Self-reactivity of NKT cells may be due to an evolutionary aspect and could be one of the early links between the innate and adaptive immune systems as a way to respond to various antigens, regardless of their source, that could compromise the integrity of the organism’s tissues. Responding to microbial antigens, NKT cells could have evolved to sense when to limit inflammation to prevent self-tissue destruction, a role consistent with their ability to ameliorate a number of autoimmune conditions as we discussed in this paper [57,58]. The rapid immune response elicited by microbial antigens may be seen as a way for the body to protect itself against damage, a function perhaps coopted into the ability of NKT cells to protect the self even when foreign antigens are not present. A common mechanism by which NKT could act in autoimmunity and microbial infection was reported by De Libero et al. [68]. They report that bacterial infections could promote reaction of NKT to self glycosphingolipids that could induce autoreactivity. Other common mechanisms by which NKT could react to microbes as well as autoantigens could be due to superantigens expressed by bacteria that induce polyclonal activation of T cells responsible for autoimmune responses [69] and innate immune response of NKT could initiate and/or promote the inflammatory status by which an autoimmune disease begins [70].

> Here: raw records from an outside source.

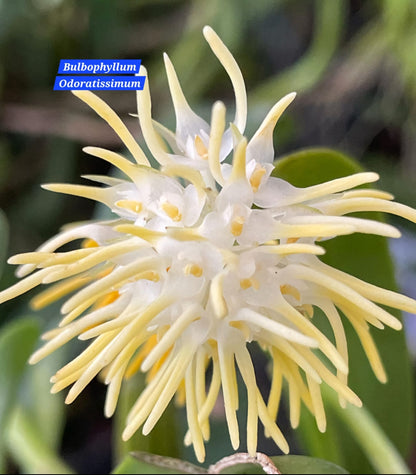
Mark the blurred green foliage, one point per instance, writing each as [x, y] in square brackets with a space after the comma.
[352, 63]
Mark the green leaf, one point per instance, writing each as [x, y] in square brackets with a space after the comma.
[368, 258]
[17, 340]
[29, 449]
[142, 462]
[4, 239]
[290, 464]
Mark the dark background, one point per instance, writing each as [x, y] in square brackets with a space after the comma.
[352, 62]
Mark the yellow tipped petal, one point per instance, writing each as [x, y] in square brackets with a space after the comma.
[115, 159]
[91, 192]
[114, 121]
[239, 162]
[217, 130]
[144, 109]
[233, 71]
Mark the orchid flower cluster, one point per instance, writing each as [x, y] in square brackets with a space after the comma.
[207, 255]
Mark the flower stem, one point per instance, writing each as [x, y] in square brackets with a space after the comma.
[28, 448]
[379, 449]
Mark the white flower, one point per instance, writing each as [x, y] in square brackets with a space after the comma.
[204, 256]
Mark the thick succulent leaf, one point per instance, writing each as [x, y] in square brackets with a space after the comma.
[17, 340]
[368, 258]
[139, 462]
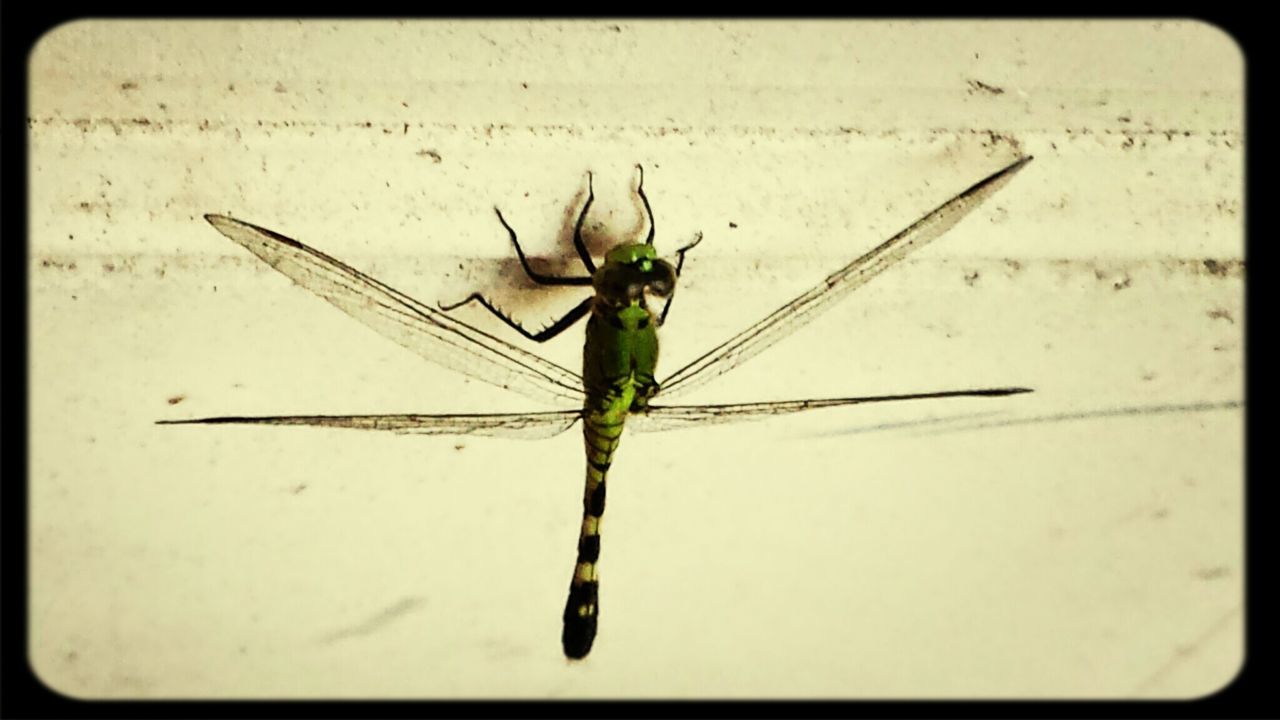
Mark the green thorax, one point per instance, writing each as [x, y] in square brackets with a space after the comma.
[621, 351]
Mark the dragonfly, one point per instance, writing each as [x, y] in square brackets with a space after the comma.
[617, 384]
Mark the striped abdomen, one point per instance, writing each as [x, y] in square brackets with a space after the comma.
[583, 609]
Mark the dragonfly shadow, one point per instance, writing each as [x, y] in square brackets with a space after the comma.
[531, 304]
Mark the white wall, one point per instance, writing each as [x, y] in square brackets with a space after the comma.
[1082, 541]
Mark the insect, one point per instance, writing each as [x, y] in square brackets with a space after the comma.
[618, 361]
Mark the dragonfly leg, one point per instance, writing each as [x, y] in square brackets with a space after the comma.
[680, 265]
[644, 199]
[533, 274]
[577, 228]
[556, 328]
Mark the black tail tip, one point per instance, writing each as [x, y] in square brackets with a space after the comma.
[577, 638]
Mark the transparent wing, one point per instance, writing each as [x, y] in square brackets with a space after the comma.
[426, 331]
[679, 417]
[795, 314]
[520, 425]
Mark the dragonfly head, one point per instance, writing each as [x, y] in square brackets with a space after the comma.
[630, 270]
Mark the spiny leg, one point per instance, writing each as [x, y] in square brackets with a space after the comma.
[577, 228]
[680, 265]
[648, 210]
[556, 328]
[539, 277]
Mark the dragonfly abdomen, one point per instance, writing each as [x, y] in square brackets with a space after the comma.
[602, 429]
[583, 609]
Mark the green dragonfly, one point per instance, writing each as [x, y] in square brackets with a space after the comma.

Binding α-GalCer or sulfatide, type I and II NKT secrete cytokines and/or chemokines and their activation can contribute to the onset of several diseases and could modify the outcome of infections and autoimmune disorders. Soluble factors secreted by NKT cells could act modulating directly or indirectly, transactivating other immune cells (NK, machrophages, DCs, neutrophils, B and T cells, etc.) and promoting a cascade of events with an immunopathogenic roles. CIK, with its hybrid phenotype, could display different types of action of the previous reported cytotoxic T cells, being studied mainly in antitumor immunity but having promising roles in antimicrobial immune response.

Hypothetically, NKT expanded from PBMC of patients exposed for a few hours to α-GalCer could induce anti-inflammatory cytokines (IL10), as previously reported [57,58], downregulating polyclonal activation of T and B cells and related symptoms in autoimmune diseases. CIK cells from patients affected by autoimmune diseases could be transfected with TCR-recognizing autoantigens and injected in patients; they could kill autoreactive cells reacting ameliorating clinical outcome of autoimmune diseases.

The plasticity of NKT and cytotoxic activity of cells could be considered a weapon to build specific immunotherapies.